Resûl-i ekrem Efendimiz, bir gün bir topluluğa nasîhat ediyordu.
Dünyânın boş, gerçek hayâtın âhirette olduğunu anlatmak için onları bir koyun ölüsünün yanına götürdü.
Ve onlara;
"Şu gördüğünüz koyun ölüsünün, sâhibi yanında bir kıymeti var mı?" diye sordu.
Orada olanlar;
"Yoktur" dediler.
Efendimiz de;
"Nefsim yed-i kudretinde olan Allahü teâlâya yemîn ederim ki, dünyânın, Allahü teâlâ katında sivrisinek kanadı kadar bir kıymetli olsaydı, ondan kâfirlere bir yudum su içirmezdi" buyurdular.
● ● ●
Sevgili Peygamberimiz, bir gün de eshâbı ile oturuyordu.
Onlara hitâben;
"Ey eshâbım, ümmetimden yediyüz bin kişi Cennete girecektir.
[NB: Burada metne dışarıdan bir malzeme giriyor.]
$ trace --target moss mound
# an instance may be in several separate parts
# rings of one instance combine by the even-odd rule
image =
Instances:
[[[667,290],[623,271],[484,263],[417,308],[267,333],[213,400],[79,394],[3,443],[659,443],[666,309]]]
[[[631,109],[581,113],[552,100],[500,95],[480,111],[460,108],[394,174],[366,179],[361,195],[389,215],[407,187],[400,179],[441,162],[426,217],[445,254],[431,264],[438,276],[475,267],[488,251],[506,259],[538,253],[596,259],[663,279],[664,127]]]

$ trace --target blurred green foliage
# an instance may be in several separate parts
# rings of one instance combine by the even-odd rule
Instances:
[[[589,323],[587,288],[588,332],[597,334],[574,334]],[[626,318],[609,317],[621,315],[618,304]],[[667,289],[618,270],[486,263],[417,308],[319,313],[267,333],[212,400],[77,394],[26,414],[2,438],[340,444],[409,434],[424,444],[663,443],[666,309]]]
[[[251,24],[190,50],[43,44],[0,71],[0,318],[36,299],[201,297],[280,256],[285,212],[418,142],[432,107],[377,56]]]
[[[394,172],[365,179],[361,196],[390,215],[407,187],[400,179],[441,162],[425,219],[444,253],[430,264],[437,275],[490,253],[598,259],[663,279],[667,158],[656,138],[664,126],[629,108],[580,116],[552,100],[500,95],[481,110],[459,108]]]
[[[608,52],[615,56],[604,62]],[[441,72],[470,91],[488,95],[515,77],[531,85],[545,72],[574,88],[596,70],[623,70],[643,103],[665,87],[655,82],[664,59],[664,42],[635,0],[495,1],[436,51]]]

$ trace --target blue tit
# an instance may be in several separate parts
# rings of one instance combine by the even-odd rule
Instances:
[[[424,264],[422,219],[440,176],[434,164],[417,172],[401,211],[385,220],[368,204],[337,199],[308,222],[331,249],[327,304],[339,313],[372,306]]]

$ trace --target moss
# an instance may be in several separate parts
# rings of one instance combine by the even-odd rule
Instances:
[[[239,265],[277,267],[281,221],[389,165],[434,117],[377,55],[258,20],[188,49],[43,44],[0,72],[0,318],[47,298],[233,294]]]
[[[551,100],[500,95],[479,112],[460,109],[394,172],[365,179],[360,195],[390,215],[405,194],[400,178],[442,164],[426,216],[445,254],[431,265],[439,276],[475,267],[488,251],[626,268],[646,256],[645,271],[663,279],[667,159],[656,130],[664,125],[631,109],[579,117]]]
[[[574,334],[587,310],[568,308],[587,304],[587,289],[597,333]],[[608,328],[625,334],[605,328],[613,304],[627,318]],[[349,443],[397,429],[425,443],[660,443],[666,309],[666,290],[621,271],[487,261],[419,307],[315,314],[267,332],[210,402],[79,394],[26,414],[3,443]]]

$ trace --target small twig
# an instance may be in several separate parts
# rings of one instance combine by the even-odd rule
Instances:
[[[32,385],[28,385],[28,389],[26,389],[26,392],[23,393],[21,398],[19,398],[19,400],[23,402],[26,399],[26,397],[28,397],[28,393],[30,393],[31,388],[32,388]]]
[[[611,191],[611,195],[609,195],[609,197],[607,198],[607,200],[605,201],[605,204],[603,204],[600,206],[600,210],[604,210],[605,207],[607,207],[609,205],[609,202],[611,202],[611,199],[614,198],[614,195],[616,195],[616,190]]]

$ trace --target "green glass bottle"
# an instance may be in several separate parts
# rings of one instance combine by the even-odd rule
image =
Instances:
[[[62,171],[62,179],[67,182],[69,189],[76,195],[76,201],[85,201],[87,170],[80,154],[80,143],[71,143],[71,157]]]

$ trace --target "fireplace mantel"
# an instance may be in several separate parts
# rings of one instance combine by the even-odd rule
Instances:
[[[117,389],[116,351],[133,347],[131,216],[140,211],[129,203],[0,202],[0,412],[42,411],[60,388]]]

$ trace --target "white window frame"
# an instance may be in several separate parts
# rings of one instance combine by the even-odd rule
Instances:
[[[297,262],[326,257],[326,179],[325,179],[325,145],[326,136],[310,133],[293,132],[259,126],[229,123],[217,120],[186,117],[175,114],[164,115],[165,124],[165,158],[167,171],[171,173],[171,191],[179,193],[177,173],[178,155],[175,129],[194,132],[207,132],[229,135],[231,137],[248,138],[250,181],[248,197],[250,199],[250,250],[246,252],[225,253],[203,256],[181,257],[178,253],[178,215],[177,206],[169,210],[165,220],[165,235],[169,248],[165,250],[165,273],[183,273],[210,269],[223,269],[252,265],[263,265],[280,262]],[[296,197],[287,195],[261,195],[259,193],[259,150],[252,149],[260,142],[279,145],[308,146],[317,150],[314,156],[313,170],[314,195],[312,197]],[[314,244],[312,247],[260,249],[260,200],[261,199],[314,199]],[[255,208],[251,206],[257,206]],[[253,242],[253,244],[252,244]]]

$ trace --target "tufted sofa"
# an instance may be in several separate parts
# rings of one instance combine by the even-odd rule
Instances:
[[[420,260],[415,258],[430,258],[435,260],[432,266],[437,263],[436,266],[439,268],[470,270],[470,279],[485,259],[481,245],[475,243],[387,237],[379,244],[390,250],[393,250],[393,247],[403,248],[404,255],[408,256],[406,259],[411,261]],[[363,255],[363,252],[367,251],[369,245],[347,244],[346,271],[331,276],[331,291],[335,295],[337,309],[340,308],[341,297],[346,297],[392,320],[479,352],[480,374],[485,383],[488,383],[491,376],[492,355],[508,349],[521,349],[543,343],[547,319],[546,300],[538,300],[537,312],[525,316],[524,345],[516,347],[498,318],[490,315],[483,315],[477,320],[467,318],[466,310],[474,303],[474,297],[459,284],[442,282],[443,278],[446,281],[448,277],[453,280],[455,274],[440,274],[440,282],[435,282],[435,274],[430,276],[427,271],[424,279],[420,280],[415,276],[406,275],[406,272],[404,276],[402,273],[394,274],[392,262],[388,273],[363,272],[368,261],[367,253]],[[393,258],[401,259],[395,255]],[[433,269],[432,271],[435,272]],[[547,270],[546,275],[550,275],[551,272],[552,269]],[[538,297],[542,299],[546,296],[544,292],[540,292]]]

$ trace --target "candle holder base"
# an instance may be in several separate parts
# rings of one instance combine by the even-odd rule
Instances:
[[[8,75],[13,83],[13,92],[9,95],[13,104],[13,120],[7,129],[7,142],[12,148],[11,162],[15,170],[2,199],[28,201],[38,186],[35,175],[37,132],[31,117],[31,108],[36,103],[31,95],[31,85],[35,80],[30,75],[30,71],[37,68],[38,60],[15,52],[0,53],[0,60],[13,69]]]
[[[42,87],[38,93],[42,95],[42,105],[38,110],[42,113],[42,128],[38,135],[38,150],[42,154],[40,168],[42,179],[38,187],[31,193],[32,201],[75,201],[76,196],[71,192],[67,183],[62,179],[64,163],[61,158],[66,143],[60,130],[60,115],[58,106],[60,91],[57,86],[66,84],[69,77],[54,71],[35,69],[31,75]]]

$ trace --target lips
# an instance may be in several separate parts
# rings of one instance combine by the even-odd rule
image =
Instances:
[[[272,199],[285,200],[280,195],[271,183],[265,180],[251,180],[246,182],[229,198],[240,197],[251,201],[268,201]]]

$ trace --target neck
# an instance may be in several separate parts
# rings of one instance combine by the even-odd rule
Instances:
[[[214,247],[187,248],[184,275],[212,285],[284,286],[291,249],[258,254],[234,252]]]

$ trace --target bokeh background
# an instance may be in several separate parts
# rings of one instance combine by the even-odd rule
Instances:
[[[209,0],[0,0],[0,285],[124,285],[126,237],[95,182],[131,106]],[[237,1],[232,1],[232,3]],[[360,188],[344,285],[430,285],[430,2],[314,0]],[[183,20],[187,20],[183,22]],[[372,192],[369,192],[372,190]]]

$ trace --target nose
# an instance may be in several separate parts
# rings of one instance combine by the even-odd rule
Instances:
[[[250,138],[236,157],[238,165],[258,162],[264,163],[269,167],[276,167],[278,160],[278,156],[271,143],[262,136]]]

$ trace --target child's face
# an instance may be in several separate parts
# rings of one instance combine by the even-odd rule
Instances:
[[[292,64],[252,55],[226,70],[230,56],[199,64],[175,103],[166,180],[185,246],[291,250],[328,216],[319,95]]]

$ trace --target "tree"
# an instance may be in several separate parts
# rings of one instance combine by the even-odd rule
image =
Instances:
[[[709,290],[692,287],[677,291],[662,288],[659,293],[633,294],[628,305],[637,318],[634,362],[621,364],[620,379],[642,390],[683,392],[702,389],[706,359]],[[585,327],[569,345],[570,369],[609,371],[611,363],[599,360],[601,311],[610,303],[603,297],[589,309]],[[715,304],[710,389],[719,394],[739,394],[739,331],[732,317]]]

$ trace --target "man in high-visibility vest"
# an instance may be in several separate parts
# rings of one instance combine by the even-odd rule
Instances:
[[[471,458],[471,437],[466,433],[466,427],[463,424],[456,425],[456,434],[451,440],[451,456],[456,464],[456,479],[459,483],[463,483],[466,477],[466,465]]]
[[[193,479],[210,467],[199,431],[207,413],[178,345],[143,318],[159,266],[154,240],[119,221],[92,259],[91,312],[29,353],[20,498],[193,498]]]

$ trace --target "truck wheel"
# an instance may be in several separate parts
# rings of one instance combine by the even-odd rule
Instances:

Bâzısı bâzısının elinden tutacak, sondakiler girmedikçe öndekiler de girmeyecek. Yüzleri, Bedir gecesindeki dolunay gibi olacaktır" buyurdular.
Ardından;
“Cehennemden bir kıvılcım bu dünyâya gelse, onun harâretinden bu dünyâ erir, yok olur” dediler.
Eshâb-ı kirâm dinlediler,
Ve çok duygulandılar.
Aralarında bir “Genç” vardı.
Cehennemden çok korkardı!
O da çok duygulandı.
Efendimiz onu gördü.
Ve hemen kucağına aldı.
Genç kendinden geçti.
Az sonra da vefât etti.
Efendimiz;
"Bunun techîz ve tekfînine bakın. Zîra Cehennem korkusu onun ödünü patlatmıştır!" buyurdular.